Cultura

O caminho torto da Via-Sacra de Alberto Guignard

O caminho torto da Via-Sacra de Alberto Guignard

Um conjunto de obras de Guignard, avaliado em R$ 4 milhões, deixou os olhos do público em 1968. Por causa de uma disputa, só foi exposto duas vezes em 50 anos

MARCELO BORTOLOTI
24/10/2017 - 08h00 - Atualizado 24/10/2017 08h00
Um conjunto de obras de Alberto Guignard, avaliado em R$ 4 milhões, deixou os olhos do público em 1968. Por causa de uma disputa, só foi exposto duas vezes em 50 anos (Foto: reprodução)

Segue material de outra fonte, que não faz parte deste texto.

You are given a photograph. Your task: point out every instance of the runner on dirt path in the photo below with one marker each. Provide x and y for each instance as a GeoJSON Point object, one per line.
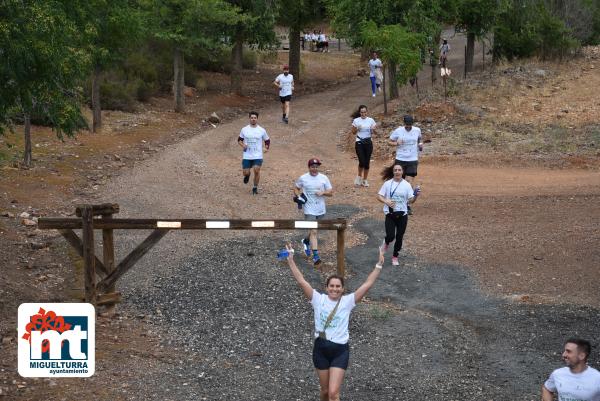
{"type": "Point", "coordinates": [251, 140]}
{"type": "Point", "coordinates": [577, 380]}
{"type": "Point", "coordinates": [395, 194]}
{"type": "Point", "coordinates": [285, 83]}
{"type": "Point", "coordinates": [315, 186]}
{"type": "Point", "coordinates": [375, 66]}
{"type": "Point", "coordinates": [444, 50]}
{"type": "Point", "coordinates": [363, 127]}
{"type": "Point", "coordinates": [331, 352]}
{"type": "Point", "coordinates": [408, 143]}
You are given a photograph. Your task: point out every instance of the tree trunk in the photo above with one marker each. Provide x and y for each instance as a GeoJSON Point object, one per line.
{"type": "Point", "coordinates": [27, 155]}
{"type": "Point", "coordinates": [294, 57]}
{"type": "Point", "coordinates": [470, 52]}
{"type": "Point", "coordinates": [393, 81]}
{"type": "Point", "coordinates": [96, 109]}
{"type": "Point", "coordinates": [237, 52]}
{"type": "Point", "coordinates": [178, 80]}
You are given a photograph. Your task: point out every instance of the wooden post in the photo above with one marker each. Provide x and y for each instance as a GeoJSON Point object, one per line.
{"type": "Point", "coordinates": [384, 96]}
{"type": "Point", "coordinates": [465, 76]}
{"type": "Point", "coordinates": [483, 54]}
{"type": "Point", "coordinates": [89, 258]}
{"type": "Point", "coordinates": [108, 253]}
{"type": "Point", "coordinates": [341, 245]}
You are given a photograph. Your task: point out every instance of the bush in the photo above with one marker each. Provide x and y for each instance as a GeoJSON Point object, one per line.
{"type": "Point", "coordinates": [116, 96]}
{"type": "Point", "coordinates": [249, 59]}
{"type": "Point", "coordinates": [268, 56]}
{"type": "Point", "coordinates": [525, 29]}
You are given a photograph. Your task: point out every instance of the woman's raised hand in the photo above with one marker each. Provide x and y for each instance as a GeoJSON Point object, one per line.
{"type": "Point", "coordinates": [290, 249]}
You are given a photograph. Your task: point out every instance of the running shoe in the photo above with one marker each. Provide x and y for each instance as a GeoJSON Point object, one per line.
{"type": "Point", "coordinates": [306, 247]}
{"type": "Point", "coordinates": [384, 246]}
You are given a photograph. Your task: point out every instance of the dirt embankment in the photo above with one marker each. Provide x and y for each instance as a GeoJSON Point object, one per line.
{"type": "Point", "coordinates": [510, 194]}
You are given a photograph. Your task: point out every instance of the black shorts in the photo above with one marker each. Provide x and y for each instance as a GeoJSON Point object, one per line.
{"type": "Point", "coordinates": [410, 168]}
{"type": "Point", "coordinates": [327, 354]}
{"type": "Point", "coordinates": [364, 150]}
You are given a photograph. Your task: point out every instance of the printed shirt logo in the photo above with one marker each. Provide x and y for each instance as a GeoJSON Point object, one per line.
{"type": "Point", "coordinates": [56, 340]}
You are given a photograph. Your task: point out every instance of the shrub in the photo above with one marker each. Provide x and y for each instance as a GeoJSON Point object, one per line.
{"type": "Point", "coordinates": [249, 59]}
{"type": "Point", "coordinates": [116, 96]}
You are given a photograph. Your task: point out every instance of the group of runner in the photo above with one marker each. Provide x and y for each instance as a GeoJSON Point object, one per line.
{"type": "Point", "coordinates": [331, 351]}
{"type": "Point", "coordinates": [317, 41]}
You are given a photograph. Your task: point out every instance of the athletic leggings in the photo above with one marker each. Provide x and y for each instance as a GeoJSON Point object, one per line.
{"type": "Point", "coordinates": [373, 84]}
{"type": "Point", "coordinates": [395, 226]}
{"type": "Point", "coordinates": [363, 152]}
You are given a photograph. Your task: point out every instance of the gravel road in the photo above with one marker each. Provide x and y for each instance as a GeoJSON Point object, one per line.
{"type": "Point", "coordinates": [426, 332]}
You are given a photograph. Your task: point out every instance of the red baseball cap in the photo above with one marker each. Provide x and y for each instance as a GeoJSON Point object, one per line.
{"type": "Point", "coordinates": [314, 160]}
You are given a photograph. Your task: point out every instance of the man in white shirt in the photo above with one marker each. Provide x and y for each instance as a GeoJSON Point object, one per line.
{"type": "Point", "coordinates": [251, 140]}
{"type": "Point", "coordinates": [315, 186]}
{"type": "Point", "coordinates": [577, 381]}
{"type": "Point", "coordinates": [285, 83]}
{"type": "Point", "coordinates": [408, 143]}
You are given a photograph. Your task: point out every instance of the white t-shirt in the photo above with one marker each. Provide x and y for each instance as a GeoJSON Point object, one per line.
{"type": "Point", "coordinates": [253, 138]}
{"type": "Point", "coordinates": [285, 84]}
{"type": "Point", "coordinates": [364, 126]}
{"type": "Point", "coordinates": [584, 386]}
{"type": "Point", "coordinates": [399, 192]}
{"type": "Point", "coordinates": [337, 331]}
{"type": "Point", "coordinates": [310, 185]}
{"type": "Point", "coordinates": [409, 149]}
{"type": "Point", "coordinates": [373, 64]}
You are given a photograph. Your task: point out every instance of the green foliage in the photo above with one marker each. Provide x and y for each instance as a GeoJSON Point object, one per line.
{"type": "Point", "coordinates": [42, 58]}
{"type": "Point", "coordinates": [526, 28]}
{"type": "Point", "coordinates": [186, 24]}
{"type": "Point", "coordinates": [299, 13]}
{"type": "Point", "coordinates": [256, 25]}
{"type": "Point", "coordinates": [396, 46]}
{"type": "Point", "coordinates": [476, 16]}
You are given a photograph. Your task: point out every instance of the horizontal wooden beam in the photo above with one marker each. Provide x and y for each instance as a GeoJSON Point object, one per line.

Quando o diplomata José Sette Câmara era governador do antigo estado da Guanabara, sua mulher, conhecida como dona Elba, ganhava fama pelas obras sociais. Ela foi responsável por criar jardins em áreas públicas da Zona Sul do Rio de Janeiro, plantando flores nas orlas de Ipanema e Copacabana. Na Zona Norte, encabeçou a construção de uma igreja no bairro de Manguinhos, hoje tomado por favelas, que reunia um conjunto precioso da arte brasileira. Ela queria criar um espaço religioso e turístico para uma população operária e atrair visitantes da Zona Sul, mais rica, para que eles tivessem contato com problemas cariocas da região mais pobre. Dona Elba mobilizou a alta sociedade, em 1960, para construir sua capela só com doações. Oscar Niemeyer fez de graça o desenho da igreja. Paulo Athayde deu o projeto paisagístico. Rodrigo Melo Franco forneceu uma réplica em gesso de um profeta esculpido por Aleijadinho. Doações particulares somaram 5 milhões de cruzeiros para as obras. E o pintor Alberto da Veiga Guignard entrou com o conjunto mais valioso: 14 quadros de uma Via-Sacra representando os passos do martírio de Cristo, pintados por ele especialmente para decorar as paredes.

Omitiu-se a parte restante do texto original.